Meanwhile, a vacated home at 1531 Second Ave. E. has been deemed hazardous since January 2016 when the sewer had backed up and filled the basement. In addition, the building was deemed uninhabitable in September 2017 when “potential new owners with no permitting or approval from the city” were making repairs. In addition, other damage to venting, foundation, siding, windows, roof and soffits need extensive repair, Meyers noted.
In 2018, the council accepted the residence as a donation from U.S. Bank National Association, and the city planned to demolish it, but the property was sold to a real estate agent from outside the community, Meyers said.
The rental property at 723 Ninth St. has been deemed hazardous and uninhabitable since September 2017, when city officials were notified by police that a tenant reported the ceiling collapsed.
“You could see daylight,” Meyers recalled of inspection at that time, when he discovered further violations including missing roofing, siding, windows and stair railings.
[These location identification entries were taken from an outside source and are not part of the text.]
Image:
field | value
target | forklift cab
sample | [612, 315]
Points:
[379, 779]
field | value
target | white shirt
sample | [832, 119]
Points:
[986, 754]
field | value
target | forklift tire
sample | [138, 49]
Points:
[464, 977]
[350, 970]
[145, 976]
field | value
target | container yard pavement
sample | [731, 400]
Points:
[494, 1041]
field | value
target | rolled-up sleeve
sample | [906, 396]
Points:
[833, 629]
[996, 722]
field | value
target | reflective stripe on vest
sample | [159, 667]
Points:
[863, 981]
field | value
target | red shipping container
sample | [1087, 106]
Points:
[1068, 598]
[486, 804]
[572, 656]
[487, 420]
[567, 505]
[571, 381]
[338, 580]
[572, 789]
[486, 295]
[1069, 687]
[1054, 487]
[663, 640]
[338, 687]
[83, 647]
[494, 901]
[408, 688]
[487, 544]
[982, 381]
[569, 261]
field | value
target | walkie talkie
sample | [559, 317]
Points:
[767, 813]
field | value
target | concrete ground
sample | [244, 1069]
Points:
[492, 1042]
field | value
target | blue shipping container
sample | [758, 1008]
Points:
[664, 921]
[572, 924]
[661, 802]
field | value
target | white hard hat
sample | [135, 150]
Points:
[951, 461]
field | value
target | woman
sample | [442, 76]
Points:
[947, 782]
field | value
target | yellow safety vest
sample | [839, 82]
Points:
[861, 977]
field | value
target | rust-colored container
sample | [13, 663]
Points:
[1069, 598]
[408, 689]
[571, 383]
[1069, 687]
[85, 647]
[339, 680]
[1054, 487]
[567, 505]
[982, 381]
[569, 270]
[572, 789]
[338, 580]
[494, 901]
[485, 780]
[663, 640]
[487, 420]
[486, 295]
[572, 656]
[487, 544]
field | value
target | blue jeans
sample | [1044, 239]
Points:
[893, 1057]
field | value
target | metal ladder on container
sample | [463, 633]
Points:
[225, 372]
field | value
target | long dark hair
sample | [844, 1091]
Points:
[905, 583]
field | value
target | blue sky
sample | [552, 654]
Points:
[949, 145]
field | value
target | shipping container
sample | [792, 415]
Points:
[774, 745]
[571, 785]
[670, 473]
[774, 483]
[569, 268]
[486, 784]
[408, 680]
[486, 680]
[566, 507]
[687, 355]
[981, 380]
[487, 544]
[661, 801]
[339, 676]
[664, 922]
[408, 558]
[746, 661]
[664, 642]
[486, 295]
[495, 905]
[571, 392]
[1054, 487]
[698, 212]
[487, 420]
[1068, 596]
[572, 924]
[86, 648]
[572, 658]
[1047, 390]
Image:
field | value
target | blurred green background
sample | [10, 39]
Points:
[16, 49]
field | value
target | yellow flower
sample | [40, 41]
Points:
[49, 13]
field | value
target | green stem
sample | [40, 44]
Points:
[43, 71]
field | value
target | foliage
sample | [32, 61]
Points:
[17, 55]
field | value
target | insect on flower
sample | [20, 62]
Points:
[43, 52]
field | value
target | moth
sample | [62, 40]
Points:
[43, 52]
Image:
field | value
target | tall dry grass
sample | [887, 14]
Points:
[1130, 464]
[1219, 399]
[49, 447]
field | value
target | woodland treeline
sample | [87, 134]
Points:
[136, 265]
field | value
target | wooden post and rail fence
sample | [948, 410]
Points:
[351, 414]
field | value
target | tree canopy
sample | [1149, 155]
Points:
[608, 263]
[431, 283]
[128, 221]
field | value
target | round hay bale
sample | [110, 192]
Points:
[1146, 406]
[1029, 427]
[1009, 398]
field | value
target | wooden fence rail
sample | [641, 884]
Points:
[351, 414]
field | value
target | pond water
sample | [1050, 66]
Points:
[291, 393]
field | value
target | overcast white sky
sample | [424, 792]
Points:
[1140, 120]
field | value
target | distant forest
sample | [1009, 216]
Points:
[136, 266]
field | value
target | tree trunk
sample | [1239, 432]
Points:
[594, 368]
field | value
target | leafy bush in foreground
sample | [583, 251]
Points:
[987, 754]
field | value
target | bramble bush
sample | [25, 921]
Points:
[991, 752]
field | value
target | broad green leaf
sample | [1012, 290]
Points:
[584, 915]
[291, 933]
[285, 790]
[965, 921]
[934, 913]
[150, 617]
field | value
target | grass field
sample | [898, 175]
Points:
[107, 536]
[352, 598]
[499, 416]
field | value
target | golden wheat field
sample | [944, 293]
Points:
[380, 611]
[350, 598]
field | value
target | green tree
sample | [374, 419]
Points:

The gas meter had also been locked off and disconnected, showing no heat at that time in the occupied building owned by Vicky Wickstrom, said the 2017 report.
Meanwhile, the city tabled action on consideration of a building demolition policy, which was the focus of a meeting of the council as a committee.
A draft policy will see further revisions at a committee meeting July 8 before it is brought to the July 15 council meeting for action.
In addition, the council extended a moratorium on the city’s assistance in demolition of privately owned structures.